ぬいぐるみは子どものものという印象もあるが、近年、大人がぬいぐるみを持ち歩いたり、一緒に出掛けて写真を撮ったりする「ぬい活」が広がっている。
東京商工リサーチによると、ぬいぐるみの販売や関連サービスを主力事業とする34社の2025年の売上高は849億円、最終利益は54億円だった。
2021年と比べると、売上高は約1.7倍(504億円→849億円)、最終利益は約2倍(28億円→54億円)に拡大。原材料費や人件費などのコスト増に直面しながらも、需要拡大や価格転嫁によって業績を伸ばしてきた。
成長を支えているのが、大人のファン層だ。お気に入りのぬいぐるみにオリジナルの服を着せたり、バッグやポーチに入れて持ち歩いたりする楽しみ方が広がっている。SNSでは旅行先やカフェなどで撮影した「ぬい撮り」の投稿も増えている。子ども向け玩具のイメージが強いぬいぐるみだが、近年は大人の趣味や推し活の一環として親しまれているようだ。
収益面も安定している。2024年は34社中32社が黒字となり、黒字企業の割合は94.1%に達した。2025年も30社が黒字で、約9割が黒字を確保している。一方で、増益企業は2024年の19社から2025年は15社へ減少しており、コスト上昇の影響もみられる。
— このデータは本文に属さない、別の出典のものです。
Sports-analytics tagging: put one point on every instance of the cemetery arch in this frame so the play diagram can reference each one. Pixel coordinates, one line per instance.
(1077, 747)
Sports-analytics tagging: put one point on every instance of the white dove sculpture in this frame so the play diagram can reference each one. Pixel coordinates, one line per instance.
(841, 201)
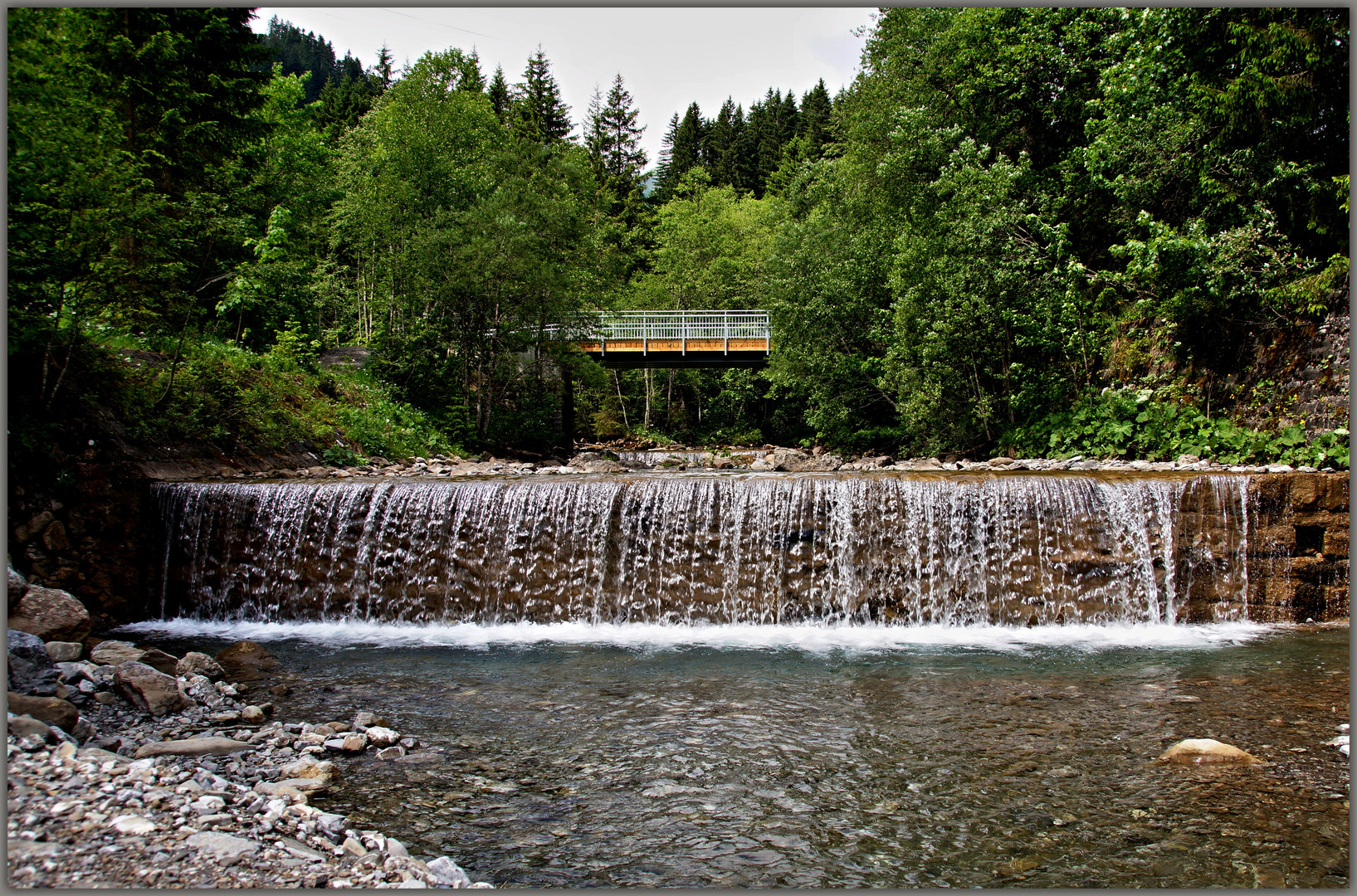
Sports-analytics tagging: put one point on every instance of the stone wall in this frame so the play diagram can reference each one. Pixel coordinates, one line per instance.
(90, 530)
(1297, 548)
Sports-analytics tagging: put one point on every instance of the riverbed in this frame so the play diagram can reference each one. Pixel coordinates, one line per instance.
(769, 757)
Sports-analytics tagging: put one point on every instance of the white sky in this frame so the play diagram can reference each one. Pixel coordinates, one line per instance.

「ぬい活」ブームの恩恵は、ぬいぐるみメーカーや販売会社以外にも広がっている。ぬいぐるみのクリーニングや修理、綿の入れ替えなどを手掛ける「ぬいぐるみ病院」といったサービスもある。
東京商工リサーチは「『おもちゃ』という枠を超え、1990年代中盤以降生まれの『α・Z世代』から大人まで活動にいそしみ、ぬいぐるみ業界は特需に沸いている。これが一過性のブームでとどまるか、2026年も目を離せない」とコメントした。